Transformation of sequences

The values from the sequences we consume are not always in the format we need. Sometimes there is more information than we need, and we need to pick out just the values of interest. Sometimes each value needs to be expanded either into a richer object or into more values.

Up until now, we have looked at creation of sequences, transition into sequences, and, the reduction of sequences by filtering. In this chapter we will look at transforming sequences.

Select

The most straightforward transformation method is Select. It allows you provide a function that takes a value of TSource and return a value of TResult. The signature for Select reflects its ability to transform a sequence's elements from one type to another type, i.e. IObservable<TSource> to IObservable<TResult>.

IObservable<TResult> Select<TSource, TResult>(
    this IObservable<TSource> source, 
    Func<TSource, TResult> selector)

You don't have to change the type—TSource and TResult can be the same if you want. This first example transforms a sequence of integers by adding 3, resulting in another sequence of integers.

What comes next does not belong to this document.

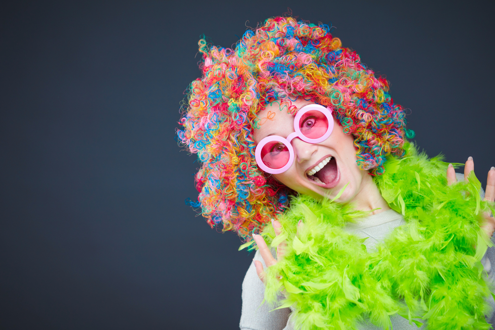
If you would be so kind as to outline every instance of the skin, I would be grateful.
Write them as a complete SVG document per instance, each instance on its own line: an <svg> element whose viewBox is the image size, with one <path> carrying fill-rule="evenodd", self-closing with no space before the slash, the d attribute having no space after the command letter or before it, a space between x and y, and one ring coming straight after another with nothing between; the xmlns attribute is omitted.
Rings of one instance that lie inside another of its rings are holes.
<svg viewBox="0 0 495 330"><path fill-rule="evenodd" d="M300 109L314 103L299 99L293 102L292 105ZM264 121L259 128L254 130L253 136L256 143L271 134L287 138L294 132L294 117L287 113L287 108L285 106L281 109L279 103L274 103L260 112L260 118L267 118L269 113L276 114L272 117L271 120ZM369 172L357 166L353 138L345 134L342 127L335 119L334 120L332 134L323 142L312 144L297 138L292 140L291 143L294 148L294 163L286 172L273 174L273 176L297 192L309 195L316 199L325 197L333 198L348 184L343 193L337 199L337 201L351 203L356 209L363 211L374 210L373 214L390 209ZM331 189L315 185L306 174L309 170L329 155L336 159L340 174L338 184Z"/></svg>
<svg viewBox="0 0 495 330"><path fill-rule="evenodd" d="M313 103L311 101L298 99L293 102L292 104L300 109L304 105ZM254 140L257 143L269 135L274 134L287 138L294 131L294 116L284 109L281 111L279 103L274 103L267 106L260 111L259 118L266 118L269 111L270 113L275 112L276 115L271 115L272 118L270 120L265 121L263 125L260 125L259 128L254 130ZM330 136L320 143L308 143L297 138L293 140L291 144L294 149L294 164L285 172L272 175L277 180L297 192L309 195L317 199L325 197L333 198L348 183L344 193L337 199L338 201L343 203L352 203L358 210L374 210L372 212L373 214L390 209L368 171L361 170L357 166L355 149L353 144L353 138L345 134L342 127L335 119L334 121L334 129ZM340 172L338 184L331 189L325 189L314 184L306 175L308 169L317 165L320 159L327 155L335 157ZM474 170L474 162L472 157L470 157L466 162L464 167L465 177L467 178ZM457 182L455 171L451 165L447 168L446 177L449 185ZM494 167L492 167L488 172L485 200L492 202L495 200ZM489 237L491 237L495 231L495 218L490 214L484 215L485 223L482 228ZM281 232L281 225L274 220L272 220L272 224L275 235L278 235ZM299 221L297 225L298 231L302 226L302 222ZM261 236L253 234L253 237L267 267L275 264L277 260L283 256L286 246L285 242L282 242L278 246L276 259L272 256L269 248ZM258 277L264 283L262 264L259 261L253 260L253 262Z"/></svg>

IObservable<int> source = Observable.Range(0, 5);
source.Select(i => i+3)
      .Dump("+3")

This uses the Dump extension method we defined at the start of the Filtering chapter. It produces the following output:

+3 --> 3
+3 --> 4
+3 --> 5
+3 --> 6
+3 --> 7
+3 completed

This next example transforms values in a way that changes their type. It converts integer values to characters.

Observable.Range(1, 5);
          .Select(i => (char)(i + 64))
          .Dump("char");

Output:

char --> A
char --> B
char --> C
char --> D
char --> E
char completed

This example transforms our sequence of integers to a sequence where the elements have an anonymous type:

Observable.Range(1, 5)
          .Select(i => new { Number = i, Character = (char)(i + 64) })
          .Dump("anon");

Output:

anon --> { Number = 1, Character = A }
anon --> { Number = 2, Character = B }
anon --> { Number = 3, Character = C }
anon --> { Number = 4, Character = D }
anon --> { Number = 5, Character = E }
anon completed

Select is one of the standard LINQ operators supported by C#'s query expression syntax, so we could have written that last example like this:

var query = from i in Observable.Range(1, 5)
            select new {Number = i, Character = (char) (i + 64)};

query.Dump("anon");

In Rx, Select has another overload, in which the selector function takes two values. The additional argument is the element's index in the sequence. Use this method if the index of the element in the sequence is important to your selector function.

SelectMany

Whereas Select produces one output for each input, SelectMany enables each input element to be transformed into any number of outputs. To see how this can work, let's first look at an example that uses just Select:

Observable
    .Range(1, 5)
    .Select(i => new string((char)(i+64), i))
    .Dump("strings");

which produces this output:

strings-->A
strings-->BB
strings-->CCC
strings-->DDDD
strings-->EEEEE
strings completed

As you can see, for each of the numbers produced by Range, our output contains a string whose length is that many characters. What if, instead of transforming each number into a string, we transformed it into an IObservable<char>. We can do that just by adding .ToObservable() after constructing the string:

Observable
    .Range(1, 5)
    .Select(i => new string((char)(i+64), i).ToObservable())
    .Dump("sequences");

(Alternatively, we could have replaced the selection expression with i => Observable.Repeat((char)(i+64), i). Either has exactly the same effect.) The output isn't terribly useful:

strings-->System.Reactive.Linq.ObservableImpl.ToObservableRecursive`1[System.Char]
strings-->System.Reactive.Linq.ObservableImpl.ToObservableRecursive`1[System.Char]
strings-->System.Reactive.Linq.ObservableImpl.ToObservableRecursive`1[System.Char]
strings-->System.Reactive.Linq.ObservableImpl.ToObservableRecursive`1[System.Char]
strings-->System.Reactive.Linq.ObservableImpl.ToObservableRecursive`1[System.Char]
strings completed

We have an observable sequence of observable sequences. But look at what happens if we now replace that Select with a SelectMany:

Observable
    .Range(1, 5)
    .SelectMany(i => new string((char)(i+64), i).ToObservable())
    .Dump("chars");

This gives us an IObservable<char>, with this output:

chars-->A
chars-->B
chars-->B
chars-->C
chars-->C
chars-->D
chars-->C
chars-->D
chars-->E
chars-->D
chars-->E
chars-->D
chars-->E
chars-->E
chars-->E
chars completed

The order has become a little scrambled, but if you look carefully you'll see that the number of occurrences of each letter is the same as when we were emitting strings. There is just one A, for example, but C appears three times, and E five times.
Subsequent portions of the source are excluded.